Our fully-agent approach: PyTorch reference to Triton (Phase 1) to CUDA (Phase 2), with an NCU profiler and a GPU skills library in the loop.

The full-agent entries remove even that division, with the agent setting strategy as well. Both the 1st-place GDN and 3rd-place DSA finishes came from that fully autonomous mode; the agent-assisted GDN entry placed second, behind the hands-off one.

Where this is headed: the whole serving stack

Our recent work, VibeServe, goes one step further than kernels and synthesizes an entire bespoke serving stack.

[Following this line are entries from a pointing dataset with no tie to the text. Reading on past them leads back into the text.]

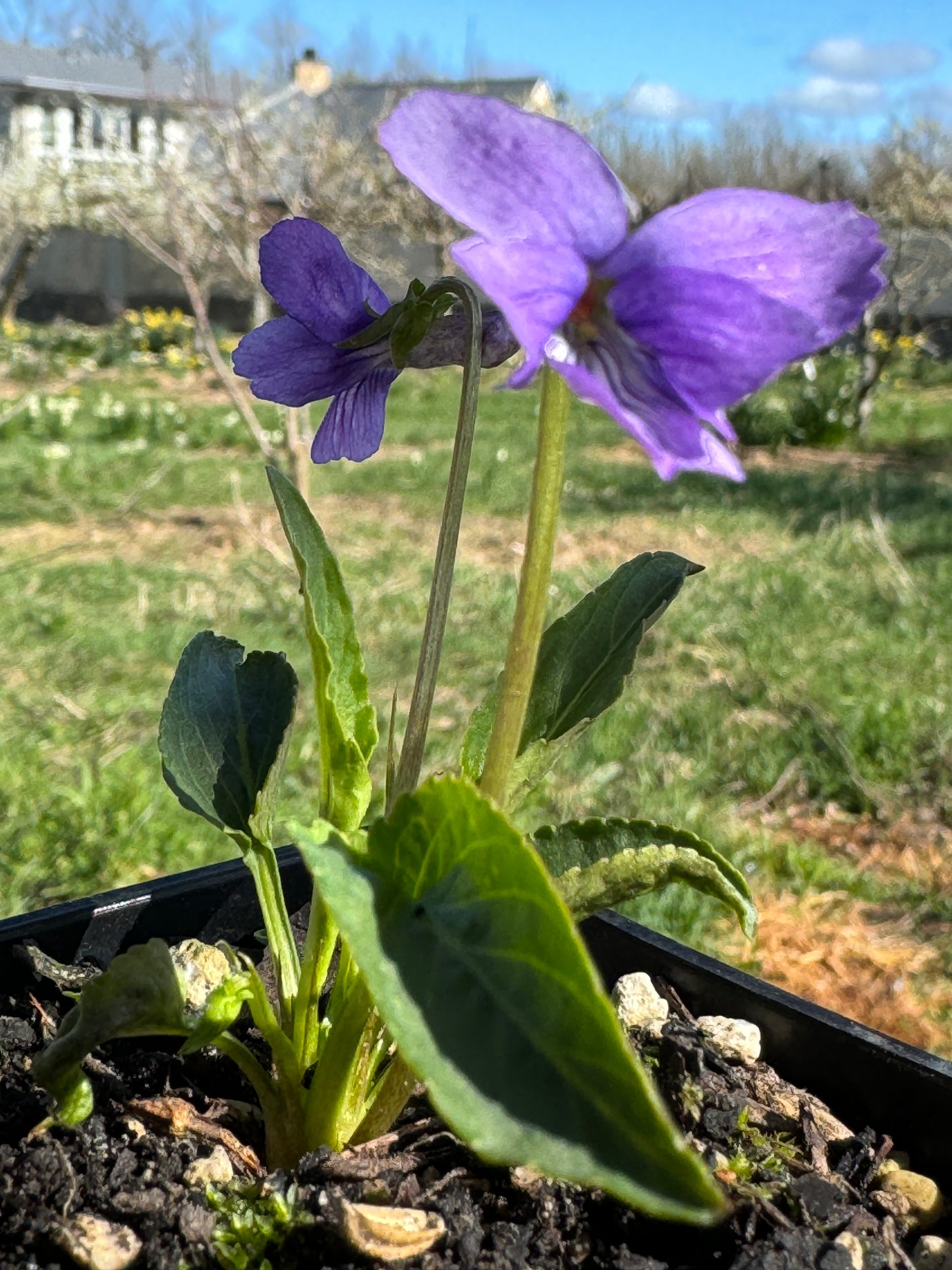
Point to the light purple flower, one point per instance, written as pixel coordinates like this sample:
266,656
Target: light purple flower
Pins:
329,300
663,327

VibeServe is a multi-agent system that builds a complete LLM serving runtime (scheduler, KV-cache management, batching, kernel selection, frontend) specialized to a given model, hardware target, and workload. Across six case studies, it matched vLLM and SGLang on a heavily optimized mainstream setup and reached 1.69×–6.27× speedups on the long-tail deployments generic stacks tend to miss.

The contest is the same approach one layer down. The Triton-to-CUDA-to-Nsight loop we ran by hand has the same shape as VibeServe’s inner loop: an implementer that writes the candidate, a profiler that measures it, and a search policy that picks what to try next. The dead-end search the agent ran on bank conflicts and accumulation order is the kind of thing a stack synthesizer could keep in a skills library so it isn’t repeated. In both cases the work shifts away from writing the specialized system and toward defining what correct and fast mean for a given target.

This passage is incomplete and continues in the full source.